Je l'ai écrit avec Alex. On s'est dit qu'on allait profiter de notre belle et grande amitié dans laquelle il n'y a aucune ambiguïté, aucune tension sexuelle, pour la transposer dans une histoire d'amour. On s'interroge sur c'est quoi, aujourd'hui, d'être une femme, d'être un homme, d'avoir des désirs, des aspirations, etc. Je trouve que c'est un film très intime qui nous raconte beaucoup, Alex et moi.Qu'est-ce qui guide vos envies de jeu?
C'est l'histoire, ce que ça raconte et comment c'est raconté. Tu peux être très attiré par un metteur en scène, mais si l'histoire n'est pas terrible, tu peux prendre le risque de faire le plus mauvais film du metteur en scène. Avant, quand j'étais jeune actrice, je pouvais choisir un rôle qui me plaisait infiniment dans un film qui n'était pas terrible. Mais avec la maturité, je pense aujourd'hui qu'on a besoin d'avoir aux commandes un très bon metteur en scène et une très bonne histoire. Le rôle, ça passe après.

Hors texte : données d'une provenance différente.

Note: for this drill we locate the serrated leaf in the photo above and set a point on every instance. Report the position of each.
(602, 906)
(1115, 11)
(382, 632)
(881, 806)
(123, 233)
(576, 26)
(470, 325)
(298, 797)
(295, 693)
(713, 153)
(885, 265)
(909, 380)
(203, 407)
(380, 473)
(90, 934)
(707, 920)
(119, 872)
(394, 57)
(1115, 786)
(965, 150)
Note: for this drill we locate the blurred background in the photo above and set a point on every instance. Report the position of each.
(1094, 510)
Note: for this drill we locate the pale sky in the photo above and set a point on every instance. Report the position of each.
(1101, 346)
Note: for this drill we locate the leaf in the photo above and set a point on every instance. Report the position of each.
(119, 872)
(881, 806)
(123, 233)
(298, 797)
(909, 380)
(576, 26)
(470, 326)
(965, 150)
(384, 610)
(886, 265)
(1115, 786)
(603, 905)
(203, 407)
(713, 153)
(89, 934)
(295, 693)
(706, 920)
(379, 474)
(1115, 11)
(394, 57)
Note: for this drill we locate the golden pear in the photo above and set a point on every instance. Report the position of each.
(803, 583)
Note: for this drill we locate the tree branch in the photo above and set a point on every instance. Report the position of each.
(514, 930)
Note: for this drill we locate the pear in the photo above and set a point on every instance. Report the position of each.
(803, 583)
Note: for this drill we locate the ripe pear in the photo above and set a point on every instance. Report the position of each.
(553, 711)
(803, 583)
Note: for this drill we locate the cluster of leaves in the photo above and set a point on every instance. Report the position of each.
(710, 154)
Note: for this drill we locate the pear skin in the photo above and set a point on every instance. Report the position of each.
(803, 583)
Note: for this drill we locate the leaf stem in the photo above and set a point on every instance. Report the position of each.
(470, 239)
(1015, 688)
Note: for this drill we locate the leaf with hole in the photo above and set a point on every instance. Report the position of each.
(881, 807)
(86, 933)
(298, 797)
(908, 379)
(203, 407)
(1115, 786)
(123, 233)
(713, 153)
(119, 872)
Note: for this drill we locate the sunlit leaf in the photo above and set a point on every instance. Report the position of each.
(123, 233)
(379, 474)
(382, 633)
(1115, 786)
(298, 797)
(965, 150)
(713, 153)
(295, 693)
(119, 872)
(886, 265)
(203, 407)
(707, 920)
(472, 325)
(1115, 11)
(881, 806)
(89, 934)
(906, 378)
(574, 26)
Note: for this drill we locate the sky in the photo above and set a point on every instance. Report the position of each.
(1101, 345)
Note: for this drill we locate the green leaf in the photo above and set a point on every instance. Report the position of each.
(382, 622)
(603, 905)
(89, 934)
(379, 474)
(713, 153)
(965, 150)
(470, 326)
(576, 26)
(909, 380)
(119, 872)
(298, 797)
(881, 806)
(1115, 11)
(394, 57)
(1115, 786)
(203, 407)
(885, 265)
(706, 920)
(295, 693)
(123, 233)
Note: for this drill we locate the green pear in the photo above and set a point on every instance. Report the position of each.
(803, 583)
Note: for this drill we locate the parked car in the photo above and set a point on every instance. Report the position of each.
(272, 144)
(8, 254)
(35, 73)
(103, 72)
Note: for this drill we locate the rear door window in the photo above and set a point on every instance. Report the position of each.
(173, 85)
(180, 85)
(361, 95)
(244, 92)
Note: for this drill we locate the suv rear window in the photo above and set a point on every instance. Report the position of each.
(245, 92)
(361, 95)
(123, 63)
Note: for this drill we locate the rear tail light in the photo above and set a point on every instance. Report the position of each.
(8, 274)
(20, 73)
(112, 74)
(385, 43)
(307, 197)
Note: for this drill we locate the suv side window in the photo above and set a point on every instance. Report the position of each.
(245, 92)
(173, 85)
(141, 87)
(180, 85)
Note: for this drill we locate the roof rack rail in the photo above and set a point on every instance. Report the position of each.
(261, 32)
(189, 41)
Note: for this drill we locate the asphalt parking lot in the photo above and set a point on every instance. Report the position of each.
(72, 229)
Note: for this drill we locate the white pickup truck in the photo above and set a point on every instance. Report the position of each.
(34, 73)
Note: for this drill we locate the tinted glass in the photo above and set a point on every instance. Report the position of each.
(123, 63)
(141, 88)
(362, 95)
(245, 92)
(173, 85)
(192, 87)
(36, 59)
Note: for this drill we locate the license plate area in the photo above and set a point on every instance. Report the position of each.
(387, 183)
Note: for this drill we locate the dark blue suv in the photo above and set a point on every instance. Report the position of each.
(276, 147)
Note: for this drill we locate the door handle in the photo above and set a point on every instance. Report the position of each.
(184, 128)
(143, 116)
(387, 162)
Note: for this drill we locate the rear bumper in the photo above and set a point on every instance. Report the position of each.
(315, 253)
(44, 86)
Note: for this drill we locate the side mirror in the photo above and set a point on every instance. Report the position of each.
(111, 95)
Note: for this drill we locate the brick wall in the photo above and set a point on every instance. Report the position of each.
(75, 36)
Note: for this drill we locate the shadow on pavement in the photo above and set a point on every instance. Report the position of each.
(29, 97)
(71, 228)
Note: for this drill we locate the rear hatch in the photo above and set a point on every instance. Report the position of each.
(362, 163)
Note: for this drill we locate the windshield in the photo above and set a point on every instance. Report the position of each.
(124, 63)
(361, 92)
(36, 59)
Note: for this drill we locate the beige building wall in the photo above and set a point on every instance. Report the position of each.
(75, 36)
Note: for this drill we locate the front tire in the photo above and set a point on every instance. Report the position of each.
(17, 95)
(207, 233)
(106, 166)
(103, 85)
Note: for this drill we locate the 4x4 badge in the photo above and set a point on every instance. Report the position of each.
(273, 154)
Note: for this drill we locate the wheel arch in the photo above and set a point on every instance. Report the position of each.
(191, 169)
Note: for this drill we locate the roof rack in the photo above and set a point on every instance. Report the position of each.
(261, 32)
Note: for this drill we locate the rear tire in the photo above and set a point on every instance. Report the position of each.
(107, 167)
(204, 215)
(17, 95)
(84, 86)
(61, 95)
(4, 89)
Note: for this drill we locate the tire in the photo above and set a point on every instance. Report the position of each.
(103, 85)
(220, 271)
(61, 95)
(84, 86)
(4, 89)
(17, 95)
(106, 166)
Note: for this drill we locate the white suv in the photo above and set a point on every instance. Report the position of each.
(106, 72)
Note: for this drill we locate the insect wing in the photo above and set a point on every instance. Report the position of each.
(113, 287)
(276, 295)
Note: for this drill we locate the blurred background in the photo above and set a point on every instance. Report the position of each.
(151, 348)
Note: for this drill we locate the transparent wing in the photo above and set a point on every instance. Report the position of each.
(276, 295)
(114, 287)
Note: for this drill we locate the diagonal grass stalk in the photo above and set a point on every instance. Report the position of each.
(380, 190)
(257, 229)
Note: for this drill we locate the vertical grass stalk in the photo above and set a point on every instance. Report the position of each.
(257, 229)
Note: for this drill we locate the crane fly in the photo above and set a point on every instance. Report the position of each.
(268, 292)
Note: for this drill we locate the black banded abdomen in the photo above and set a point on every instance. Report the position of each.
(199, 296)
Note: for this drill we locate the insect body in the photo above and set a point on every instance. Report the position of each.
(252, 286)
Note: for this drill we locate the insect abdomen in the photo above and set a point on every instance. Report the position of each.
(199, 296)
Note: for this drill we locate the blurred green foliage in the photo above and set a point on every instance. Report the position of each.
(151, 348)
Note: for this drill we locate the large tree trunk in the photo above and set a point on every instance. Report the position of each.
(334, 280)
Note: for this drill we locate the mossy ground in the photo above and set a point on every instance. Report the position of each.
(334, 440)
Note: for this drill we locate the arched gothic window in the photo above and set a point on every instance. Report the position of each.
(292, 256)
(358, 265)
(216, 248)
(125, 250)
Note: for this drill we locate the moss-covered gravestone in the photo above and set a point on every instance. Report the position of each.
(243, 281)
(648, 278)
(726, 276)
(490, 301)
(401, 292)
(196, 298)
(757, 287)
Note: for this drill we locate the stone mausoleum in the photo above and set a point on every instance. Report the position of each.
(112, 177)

Quels sont les films ou les cinéastes qui ont joué un rôle marquant dans votre parcours?
Solveig Anspach a été importante. On avait un lien très intime dans notre collaboration. Elle était capable de filmer avec beaucoup de vérité mon intime. Elle est malheureusement décédée et elle me manque cruellement. Sinon, j'aime beaucoup les frères Larrieu pour leur liberté, leur fantaisie. Ils m'ont choisie comme une poupée de sexe et ça m'amuse. Ils repoussent toujours les limites. Il y a quelque chose de très sain dans leur regard. J'aime bien ce qu'ils proposent. Qui d'autre? Cédric Klapisch a été quelqu'un de très important pour moi. Il m'a donné un excellent conseil dont je me sers toujours. C'est que pour défendre un personnage, il faut l'assumer jusqu'au bout. Et c'est ça que je fais. Parfois, tu joues des personnages très discutables, odieux et méchants. Je ne me pose pas de questions à savoir si on va m'aimer ou non dans ce rôle. Je me dis seulement comment le servir au mieux, comment l'assumer au maximum afin de le rendre humain.
Magnificat prend l'affiche au Québec en 2024.
Nouveau départ est présenté le 12 novembre à 20h15, au Cinéma Impérial. Le film prend l'affiche en 2024.